Вот каким был мой конь — великий в своих достоинствах и восхитительный в своей беззащитности. Полагаю, что он был гением. К сожалению, я не успел его узнать хорошенько. На свете мало найдется таких, кто, родившись в безвестном южноамериканском захолустье, достигает всечеловеческой славы и признания. Дутых гениев в жизни хоть отбавляй, и их более или менее терпят. А вот наивный гений, подлинный чемпион — явление редчайшее, ни с чем не сравнимое. К нему не может быть среднего отношения, не может быть «более или менее». Ореол его никто не способен омрачить. Он единственный… Настоящий чемпион, сотканный из субстанции самой победы, никогда не разочарует своих поклонников. Они следуют за ним до самой смерти. Абсолютный герой. Откуда бы он ни взялся. Пусть он будет неотесанным из неотесанных, животным из животных. Какое это имеет значение, когда дело идет о победителе или, лучше сказать, о том, кто отказывается признать поражение, всегда преобразуя его в победу?
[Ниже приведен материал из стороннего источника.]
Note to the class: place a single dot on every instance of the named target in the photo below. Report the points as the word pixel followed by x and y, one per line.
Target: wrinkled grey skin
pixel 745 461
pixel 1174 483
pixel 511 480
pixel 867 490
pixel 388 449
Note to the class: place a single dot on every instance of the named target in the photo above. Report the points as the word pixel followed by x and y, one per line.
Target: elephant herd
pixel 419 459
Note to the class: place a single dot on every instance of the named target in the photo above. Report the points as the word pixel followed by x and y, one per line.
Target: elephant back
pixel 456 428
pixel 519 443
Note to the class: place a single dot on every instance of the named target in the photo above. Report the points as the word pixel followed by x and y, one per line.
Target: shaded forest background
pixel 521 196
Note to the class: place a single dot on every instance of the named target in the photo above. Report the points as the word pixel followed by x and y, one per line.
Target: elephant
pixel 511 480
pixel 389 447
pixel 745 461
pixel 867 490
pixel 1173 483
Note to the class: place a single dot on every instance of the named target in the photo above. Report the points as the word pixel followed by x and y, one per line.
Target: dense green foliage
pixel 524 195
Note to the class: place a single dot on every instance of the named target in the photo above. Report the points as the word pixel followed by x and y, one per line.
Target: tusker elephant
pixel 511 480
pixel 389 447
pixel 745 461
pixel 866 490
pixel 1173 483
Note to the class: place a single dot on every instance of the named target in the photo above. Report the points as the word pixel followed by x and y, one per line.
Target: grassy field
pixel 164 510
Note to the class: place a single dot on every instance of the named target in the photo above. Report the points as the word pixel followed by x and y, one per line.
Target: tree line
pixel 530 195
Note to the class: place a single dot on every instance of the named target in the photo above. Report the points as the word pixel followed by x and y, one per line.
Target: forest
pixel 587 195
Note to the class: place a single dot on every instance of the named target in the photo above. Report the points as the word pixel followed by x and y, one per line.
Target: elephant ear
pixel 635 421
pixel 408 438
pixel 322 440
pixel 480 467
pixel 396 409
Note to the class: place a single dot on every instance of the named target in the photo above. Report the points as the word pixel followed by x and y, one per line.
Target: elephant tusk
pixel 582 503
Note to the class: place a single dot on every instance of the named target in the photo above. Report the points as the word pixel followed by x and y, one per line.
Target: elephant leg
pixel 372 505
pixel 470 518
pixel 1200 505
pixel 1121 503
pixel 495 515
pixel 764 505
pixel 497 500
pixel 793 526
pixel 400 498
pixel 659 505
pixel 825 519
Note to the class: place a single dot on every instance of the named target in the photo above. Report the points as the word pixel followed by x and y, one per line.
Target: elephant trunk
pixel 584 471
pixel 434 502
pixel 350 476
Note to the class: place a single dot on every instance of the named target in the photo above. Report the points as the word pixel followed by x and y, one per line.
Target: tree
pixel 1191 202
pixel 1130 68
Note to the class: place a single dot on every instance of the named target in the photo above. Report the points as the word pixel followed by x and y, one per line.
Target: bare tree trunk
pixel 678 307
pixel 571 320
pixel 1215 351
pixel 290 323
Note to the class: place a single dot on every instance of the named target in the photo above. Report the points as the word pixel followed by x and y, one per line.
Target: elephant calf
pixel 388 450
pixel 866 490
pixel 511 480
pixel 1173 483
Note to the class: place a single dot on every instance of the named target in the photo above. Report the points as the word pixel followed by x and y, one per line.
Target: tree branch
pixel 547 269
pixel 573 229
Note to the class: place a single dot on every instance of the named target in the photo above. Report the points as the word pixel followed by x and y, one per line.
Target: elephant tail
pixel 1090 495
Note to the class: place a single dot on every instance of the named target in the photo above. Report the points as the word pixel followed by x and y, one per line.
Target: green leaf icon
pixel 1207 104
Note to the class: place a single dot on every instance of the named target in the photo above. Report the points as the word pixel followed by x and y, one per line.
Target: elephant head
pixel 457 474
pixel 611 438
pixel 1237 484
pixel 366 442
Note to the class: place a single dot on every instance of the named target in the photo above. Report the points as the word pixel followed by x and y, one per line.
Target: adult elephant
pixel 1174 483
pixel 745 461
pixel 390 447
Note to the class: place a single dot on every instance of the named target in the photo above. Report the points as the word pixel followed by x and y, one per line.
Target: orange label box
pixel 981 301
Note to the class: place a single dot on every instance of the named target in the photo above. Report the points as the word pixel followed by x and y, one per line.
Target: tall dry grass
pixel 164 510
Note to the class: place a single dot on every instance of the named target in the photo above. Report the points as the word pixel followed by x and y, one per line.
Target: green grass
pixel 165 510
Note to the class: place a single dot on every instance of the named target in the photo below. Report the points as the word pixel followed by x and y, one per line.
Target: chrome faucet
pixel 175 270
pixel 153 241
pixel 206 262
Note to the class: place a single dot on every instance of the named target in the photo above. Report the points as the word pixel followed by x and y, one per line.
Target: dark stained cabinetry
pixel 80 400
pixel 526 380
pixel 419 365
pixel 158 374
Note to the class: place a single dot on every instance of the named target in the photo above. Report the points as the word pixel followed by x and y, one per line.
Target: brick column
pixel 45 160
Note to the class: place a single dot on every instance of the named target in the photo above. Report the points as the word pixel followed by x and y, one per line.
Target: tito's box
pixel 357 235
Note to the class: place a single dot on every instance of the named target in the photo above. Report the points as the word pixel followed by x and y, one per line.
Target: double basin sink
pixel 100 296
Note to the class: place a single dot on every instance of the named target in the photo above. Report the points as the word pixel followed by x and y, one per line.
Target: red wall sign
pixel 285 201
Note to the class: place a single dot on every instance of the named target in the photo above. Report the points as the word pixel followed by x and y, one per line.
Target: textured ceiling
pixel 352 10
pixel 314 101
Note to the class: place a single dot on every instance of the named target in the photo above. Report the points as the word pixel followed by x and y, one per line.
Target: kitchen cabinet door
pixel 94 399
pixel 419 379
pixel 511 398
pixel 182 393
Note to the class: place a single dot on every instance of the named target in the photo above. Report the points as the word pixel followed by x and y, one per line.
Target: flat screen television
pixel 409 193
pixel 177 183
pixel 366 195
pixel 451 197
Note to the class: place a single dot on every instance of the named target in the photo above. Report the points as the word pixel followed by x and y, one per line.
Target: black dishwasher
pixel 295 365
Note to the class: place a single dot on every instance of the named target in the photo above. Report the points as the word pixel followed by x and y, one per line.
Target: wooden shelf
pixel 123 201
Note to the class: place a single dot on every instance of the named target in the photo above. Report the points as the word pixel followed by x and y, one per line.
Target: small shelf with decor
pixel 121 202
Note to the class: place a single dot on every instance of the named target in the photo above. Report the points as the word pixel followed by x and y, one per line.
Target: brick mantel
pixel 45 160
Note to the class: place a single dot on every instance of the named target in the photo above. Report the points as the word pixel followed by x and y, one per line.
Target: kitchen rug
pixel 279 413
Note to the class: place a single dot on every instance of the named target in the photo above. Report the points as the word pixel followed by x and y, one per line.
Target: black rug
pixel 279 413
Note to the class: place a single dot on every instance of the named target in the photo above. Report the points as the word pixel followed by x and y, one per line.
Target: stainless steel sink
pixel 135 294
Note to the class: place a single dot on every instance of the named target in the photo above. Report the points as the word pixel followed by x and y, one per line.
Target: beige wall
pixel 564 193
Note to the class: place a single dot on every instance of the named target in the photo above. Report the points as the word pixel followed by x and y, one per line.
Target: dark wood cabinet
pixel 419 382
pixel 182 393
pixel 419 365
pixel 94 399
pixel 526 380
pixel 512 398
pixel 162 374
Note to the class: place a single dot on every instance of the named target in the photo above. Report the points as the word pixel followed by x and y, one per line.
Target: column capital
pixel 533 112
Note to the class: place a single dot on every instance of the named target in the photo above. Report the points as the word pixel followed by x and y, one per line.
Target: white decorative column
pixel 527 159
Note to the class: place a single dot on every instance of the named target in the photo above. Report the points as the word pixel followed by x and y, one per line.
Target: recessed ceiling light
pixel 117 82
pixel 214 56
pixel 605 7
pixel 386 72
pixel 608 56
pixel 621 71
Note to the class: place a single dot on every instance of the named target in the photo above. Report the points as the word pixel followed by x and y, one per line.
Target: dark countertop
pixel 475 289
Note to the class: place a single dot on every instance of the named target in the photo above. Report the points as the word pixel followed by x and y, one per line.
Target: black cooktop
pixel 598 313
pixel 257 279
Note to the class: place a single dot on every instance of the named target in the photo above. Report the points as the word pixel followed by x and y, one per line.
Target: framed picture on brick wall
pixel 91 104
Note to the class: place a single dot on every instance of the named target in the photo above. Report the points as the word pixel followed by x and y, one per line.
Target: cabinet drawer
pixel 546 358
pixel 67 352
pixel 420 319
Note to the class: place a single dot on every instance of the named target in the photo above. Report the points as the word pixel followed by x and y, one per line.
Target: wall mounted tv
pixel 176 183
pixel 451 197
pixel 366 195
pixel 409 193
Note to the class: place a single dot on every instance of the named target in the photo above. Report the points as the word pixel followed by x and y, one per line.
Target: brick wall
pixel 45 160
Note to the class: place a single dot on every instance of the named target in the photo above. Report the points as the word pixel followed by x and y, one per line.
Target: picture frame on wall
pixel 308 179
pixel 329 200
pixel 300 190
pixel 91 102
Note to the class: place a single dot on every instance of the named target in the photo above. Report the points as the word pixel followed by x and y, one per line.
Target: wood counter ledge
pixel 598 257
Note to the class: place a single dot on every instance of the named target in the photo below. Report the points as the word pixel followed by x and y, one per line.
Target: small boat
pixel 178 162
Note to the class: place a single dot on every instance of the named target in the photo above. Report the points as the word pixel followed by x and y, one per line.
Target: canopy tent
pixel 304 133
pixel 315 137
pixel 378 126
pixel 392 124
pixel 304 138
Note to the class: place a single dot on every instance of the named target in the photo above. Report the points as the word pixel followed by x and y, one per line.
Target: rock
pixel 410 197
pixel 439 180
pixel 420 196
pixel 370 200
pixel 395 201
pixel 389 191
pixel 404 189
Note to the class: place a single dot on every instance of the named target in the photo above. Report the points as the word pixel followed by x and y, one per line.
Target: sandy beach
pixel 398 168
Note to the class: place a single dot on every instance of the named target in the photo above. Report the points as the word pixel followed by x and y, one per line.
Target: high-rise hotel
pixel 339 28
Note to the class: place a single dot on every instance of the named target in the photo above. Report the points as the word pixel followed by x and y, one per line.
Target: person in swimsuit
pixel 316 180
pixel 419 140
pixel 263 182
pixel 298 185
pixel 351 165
Мой чемпион был родом из южной долины моего родного Чили. Кентавр, взращенный на земле вина и древесного спирта, охочий до запаха лука и вида осанистых кобылиц. Он не знал другого языка, кроме

того, на котором говорит виноград. Над головой его взмывали бумажные змеи, лакомством служили картофельные побеги. Там началось его знакомство со скаковой дорожкой. Лошадь, знавшая одних только лодочников и продавцов птиц. Виноделы с баскскими фамилиями, собиравшиеся в клубе любителей скачек, имени его никогда не упоминали. Зато он на всю жизнь запомнил баскское имя Олаверри знаменитого победителя состязаний «Гандикап святой Аниты», идола и учителя моего чемпиона-креола. Гонсалес родился среди дымков сигарет «Жутар» и аромата маисовых початков. Христианским заповедям его обучил Семь Миллионов, сегодня покинувший скачки — дальше вы увидите почему, — жокей на службе у знаменитого Мольтера. Он помнил свои юные годы, проведенные в Чили. Воспоминания о цветущей альбааке и гвоздике приятно щекотали ему ноздри. Когда ослепительные ракеты рвались над городским великолепием Сан-Франциско, он с тоской вспоминал об убогом ранчо и загончике на далекой ферме. Но он был счастлив. Он пустился в житейское плавание потому, что был чилийцем. А всякий чилиец — бродяга. Не исключая лошадей. Думаю, что в мире не найдется большего бродяги, чем мой чемпион…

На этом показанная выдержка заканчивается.